The following is one in an ongoing series of columns entitled Mind Over Matter by . View all columns in series
Does anyone die of a broken heart? If you believe this is simply an old wives' tale, perhaps you should read on.

If you think your marriage is killing you, you just may be right. While it's well-established that stress is a clear-cut cardiac risk factor for men, new data is finally demonstrating a similar and important association for women.

A research team headed by Kristina Orth-Gomer, MD, PhD of the Karolinska Institute in Sweden recently reported "marital stress but not work stress predicts poor prognosis in women aged 30-65 years with coronary heart disease."

In their article published in the Journal of the American Medical Association (JAMA) on December 20, 2000, Orth-Gomer and colleagues documented marital stress levels in 292 women hospitalized for heart attacks or unstable angina between 1991 and 1994. Participants were studied for a period of almost 5 years after the original hospitalization.

Realizing many issues could cloud their results, the researchers specifically factored in age, sedentary lifestyle, estrogen status, education, smoking, lipid levels and a host of other potential variables that could have altered the outcome of their study.
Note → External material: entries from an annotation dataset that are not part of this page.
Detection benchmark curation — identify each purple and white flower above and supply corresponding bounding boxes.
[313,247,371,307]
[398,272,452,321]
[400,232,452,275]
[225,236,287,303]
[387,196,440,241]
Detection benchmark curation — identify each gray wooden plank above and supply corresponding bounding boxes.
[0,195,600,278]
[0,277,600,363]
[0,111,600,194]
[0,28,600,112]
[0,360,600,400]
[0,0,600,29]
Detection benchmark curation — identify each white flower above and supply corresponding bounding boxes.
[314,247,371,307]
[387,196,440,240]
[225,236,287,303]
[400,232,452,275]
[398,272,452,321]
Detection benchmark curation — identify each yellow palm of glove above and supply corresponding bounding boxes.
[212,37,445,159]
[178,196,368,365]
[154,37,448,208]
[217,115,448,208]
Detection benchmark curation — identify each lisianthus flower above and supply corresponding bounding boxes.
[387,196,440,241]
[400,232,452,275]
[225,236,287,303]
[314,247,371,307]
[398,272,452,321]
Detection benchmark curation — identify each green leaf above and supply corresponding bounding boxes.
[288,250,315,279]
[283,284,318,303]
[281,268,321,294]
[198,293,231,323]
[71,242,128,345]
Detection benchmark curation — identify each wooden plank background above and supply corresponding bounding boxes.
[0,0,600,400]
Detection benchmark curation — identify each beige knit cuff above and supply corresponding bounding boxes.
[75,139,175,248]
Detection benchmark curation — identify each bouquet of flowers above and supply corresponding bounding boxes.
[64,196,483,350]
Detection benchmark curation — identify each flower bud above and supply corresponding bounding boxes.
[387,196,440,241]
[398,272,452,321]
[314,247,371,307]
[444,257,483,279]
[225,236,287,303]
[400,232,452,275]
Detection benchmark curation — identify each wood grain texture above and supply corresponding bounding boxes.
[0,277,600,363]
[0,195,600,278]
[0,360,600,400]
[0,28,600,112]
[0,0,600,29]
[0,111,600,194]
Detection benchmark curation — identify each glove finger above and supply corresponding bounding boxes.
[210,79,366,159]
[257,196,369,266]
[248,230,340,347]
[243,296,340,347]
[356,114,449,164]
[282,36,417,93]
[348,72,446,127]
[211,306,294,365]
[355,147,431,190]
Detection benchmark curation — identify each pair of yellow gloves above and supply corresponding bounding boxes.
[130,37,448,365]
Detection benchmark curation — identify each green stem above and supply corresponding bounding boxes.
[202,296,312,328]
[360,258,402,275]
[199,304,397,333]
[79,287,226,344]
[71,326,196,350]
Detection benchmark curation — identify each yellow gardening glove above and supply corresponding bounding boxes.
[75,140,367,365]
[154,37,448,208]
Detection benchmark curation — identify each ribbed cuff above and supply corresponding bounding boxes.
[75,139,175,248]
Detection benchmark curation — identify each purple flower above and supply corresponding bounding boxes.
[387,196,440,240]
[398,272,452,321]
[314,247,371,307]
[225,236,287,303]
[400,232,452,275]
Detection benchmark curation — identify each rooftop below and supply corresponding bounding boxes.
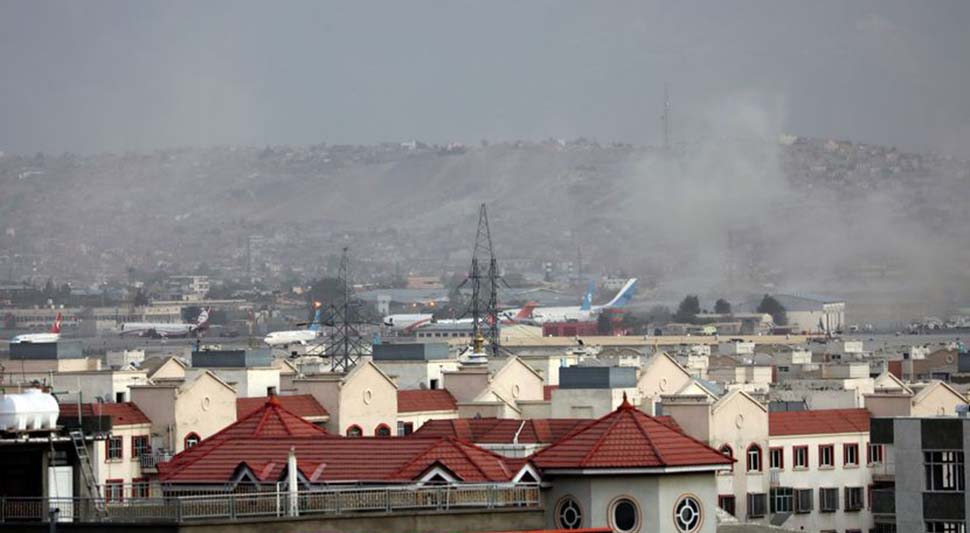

Yet after careful analysis, the data was clear.

Among women who were married or cohabitating, marital stress was associated with almost a three-fold increase in recurrent cardiac events and death. While work stress was not established as a significant risk factor, the authors do not infer this may not be detrimental under certain circumstances as well.

Your boss is not off the hook yet!

And while the cardiac prognosis for married men seems to be better than for single men, such was not the case for these women. According to the researchers, "in fact, being married or cohabitating in itself did not provide any extra protection, but strain from a problematic spousal relationship significantly contributed to a poor prognosis over and above the effect of clinical predictors."

What does this tell us?

The bottom line is simple. Marital discord increases the risk of cardiac death in women.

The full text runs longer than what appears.